In a similar manner, married San Francisco couples who never plan to avoid the estate tax are saved from their own folly by a tax provision known as the “unlimited marital deduction” – but providence’s protection is only temporary.
In a nutshell, the unlimited marital deduction allows any amount from the estate of the first spouse to pass to the surviving spouse without any estate tax. Unlike estate and gift tax exemptions, the marital deduction is unlimited in size. As a result, the surviving spouse is saved from his or her failure to plan ahead – but only temporarily, and at the cost of potentially paying significant estate taxes that could have been avoided.
As you may recall from last month’s column, the estates of those who die beginning Jan. 1, 2013 are subject to tax after an exclusion of just $1 million, versus the current $5.12 million. In a city like San Francisco, where a modest two-bedroom condominium can top $1 million and a small Marina District home can easily exceed $2 million in value, the new lower limits expose more individuals and couples to the estate tax.
This need to plan is seemingly at odds with our earlier discussion of the unlimited marital deduction. Recall, however, that the unlimited marital deduction offers only temporary – and therefore illusory – protection. Its two primary downsides are:
- The deduction shields the first-passing spouse’s estate from the federal estate tax, but offers no protection for the estate of the second spouse.
- The ability to shift unused tax exemptions from the estate of the first deceased to the estate of the second (known as portability) ends on Dec. 31, 2012.
An example will illuminate why relying on the unlimited marital deduction to sidestep taxes after the death of the first spouse is ultimately shortsighted.
Husband has an estate of $1 million, and Wife $2.5 million ($3.5 million total). The couple has done no estate planning beyond a joint will providing that the survivor receives all of the deceased’s property. Wife passes in 2013 and financial catastrophe ensues:
- Some of Wife’s estate could be subject to probate fees of tens of thousands of dollars (when, as shown last month, maximum assets should have been placed into a living or other trust to side-step the cost and delay of probate).

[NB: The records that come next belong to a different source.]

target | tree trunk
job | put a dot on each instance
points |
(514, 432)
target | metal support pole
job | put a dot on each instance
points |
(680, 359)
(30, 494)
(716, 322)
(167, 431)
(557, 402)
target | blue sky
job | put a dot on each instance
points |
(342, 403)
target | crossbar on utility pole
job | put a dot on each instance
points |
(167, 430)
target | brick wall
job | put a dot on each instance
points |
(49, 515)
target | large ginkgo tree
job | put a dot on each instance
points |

- Husband uses the unlimited marital deduction as a post-death maneuver to shield from estate tax the $2.5 million he receives from Wife.
- However, if Husband should pass in 2014 or later (assuming no change to exemption rules and no restoration of portability), $2.5 million of his $3.5 million total estate will be exposed to the estate tax.

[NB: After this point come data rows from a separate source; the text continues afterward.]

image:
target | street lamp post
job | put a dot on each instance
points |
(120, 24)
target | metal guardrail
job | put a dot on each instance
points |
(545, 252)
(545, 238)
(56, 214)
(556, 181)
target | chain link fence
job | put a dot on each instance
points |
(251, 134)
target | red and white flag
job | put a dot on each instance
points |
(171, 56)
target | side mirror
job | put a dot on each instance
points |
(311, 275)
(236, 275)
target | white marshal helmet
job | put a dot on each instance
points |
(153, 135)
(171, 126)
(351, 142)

- By comparison, proper planning via an “AB Disclaimer Trust” could have shielded all but $1.5 million of Husband and Wife’s combined estates from the estate tax.
Instead of delving into the details of the Disclaimer Trust, you need only know its results:
- The survivor receives the income and (typically) limited rights to spend Trust A principal during the survivor’s life, with the property then shifting to final beneficiaries upon the second spouse’s passing. Importantly, Trust A is considered part of the first deceased spouse’s estate, eligible for the estate tax exemption applicable in that individual’s year of death.
- Unlike a traditional AB Trust, an AB Disclaimer Trust does not require that the first deceased spouse’s property go into Trust A. The survivor is allowed to take or disclaim the first deceased’s assets. As a result, the document can be established decades in advance, with no foreknowledge of the estate tax exemption in effect when the first spouse passes, and with no need to predict future changes in the surviving spouse’s finances.
Most couples are comfortable with paying an attorney to prepare a complex document like an AB Disclaimer Trust. Choose a lawyer who will conduct a full review of your estate and create the plan that’s right for you, and consider one offering a free consultation and willing to work (when appropriate) on a fixed-fee basis.